# New smoker



## sjcooper90 (Feb 3, 2014)

My wife who lives in America got me a smoker for christmas













image.jpg



__ sjcooper90
__ Feb 3, 2014





This is the one she got me and I was wondering if anybody has had any experience with them?


----------



## kc5tpy (Feb 3, 2014)

Hello.  Welcome to the Group.  I have never seen one.  What can you tell us about it?  We can help do some research.  Wish I could be of more help.

Danny


----------



## wade (Feb 3, 2014)

Welcome to the group SJ

It looks like a squat version of a Weber Smoky Mountain. It is difficult to get a good idea of scale though from the pictures. Do you have a make/model?


----------



## sjcooper90 (Feb 3, 2014)

It's a TecTake 3in1BBQ smoker from amazon


----------



## wade (Feb 3, 2014)

Hi SJ

The unit is actually quite squat so it may be quite difficult to regulate the temperature sufficiently for long low smokes however you should be able to grill on it and roast in it without a problem. It should also cold smoke quite well if you use a smoke generator like a AMNPS or the ProQ.

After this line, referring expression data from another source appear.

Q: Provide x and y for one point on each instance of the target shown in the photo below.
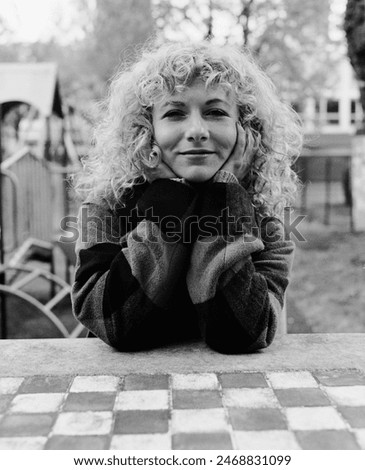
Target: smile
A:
(197, 152)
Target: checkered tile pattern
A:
(243, 410)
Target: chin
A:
(199, 176)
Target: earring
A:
(154, 157)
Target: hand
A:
(242, 154)
(162, 170)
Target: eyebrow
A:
(182, 104)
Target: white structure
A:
(338, 111)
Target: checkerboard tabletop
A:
(243, 410)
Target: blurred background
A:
(56, 58)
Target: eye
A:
(216, 112)
(174, 114)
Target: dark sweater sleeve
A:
(238, 272)
(128, 267)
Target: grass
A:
(326, 293)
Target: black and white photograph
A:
(182, 233)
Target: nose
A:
(196, 130)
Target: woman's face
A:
(196, 130)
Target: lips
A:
(197, 152)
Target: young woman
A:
(181, 226)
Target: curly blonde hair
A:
(122, 140)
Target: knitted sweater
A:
(180, 262)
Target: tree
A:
(288, 37)
(112, 30)
(354, 26)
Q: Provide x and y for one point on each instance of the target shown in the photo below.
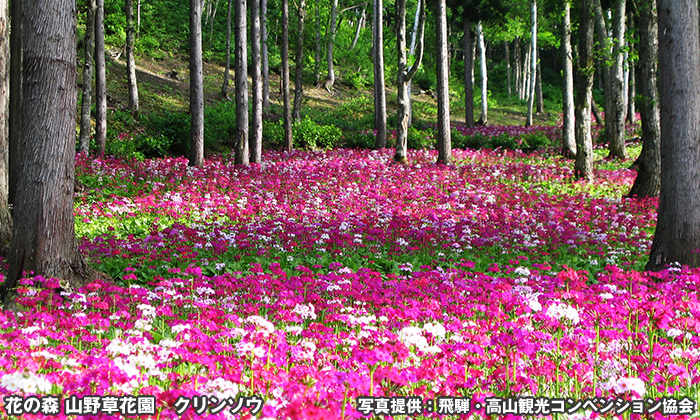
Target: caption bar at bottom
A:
(522, 406)
(126, 405)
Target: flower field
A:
(320, 277)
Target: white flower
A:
(27, 383)
(630, 384)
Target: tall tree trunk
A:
(405, 75)
(411, 53)
(299, 70)
(288, 139)
(43, 239)
(518, 70)
(242, 154)
(568, 134)
(677, 237)
(583, 167)
(444, 140)
(379, 86)
(85, 114)
(468, 73)
(317, 61)
(533, 63)
(227, 67)
(130, 61)
(5, 217)
(256, 129)
(507, 45)
(483, 119)
(648, 180)
(615, 113)
(359, 26)
(196, 86)
(15, 123)
(265, 68)
(330, 78)
(100, 79)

First off I would try something like a beer can chicken or roast pork - using indirect heat around 180-200C. If you find that you can regulate the temperatures lower then try something safe like a pulled pork. With the pork, if the temperature fluctuates or gets too hot then you should still end up with something very edible. If you try brisket and it cooks too quickly then you will probably end up with dry shoe leather. It is worth spending some time early on getting to know how it behaves.


----------



## markuk (Feb 4, 2014)

Welcome to group !


----------



## darwin101 (Feb 4, 2014)

Ya have to love a woman that supports your hobbies!  Hello & Welcome


----------



## andybigwood (Feb 9, 2014)

Hi SJ - welcome to the group!


----------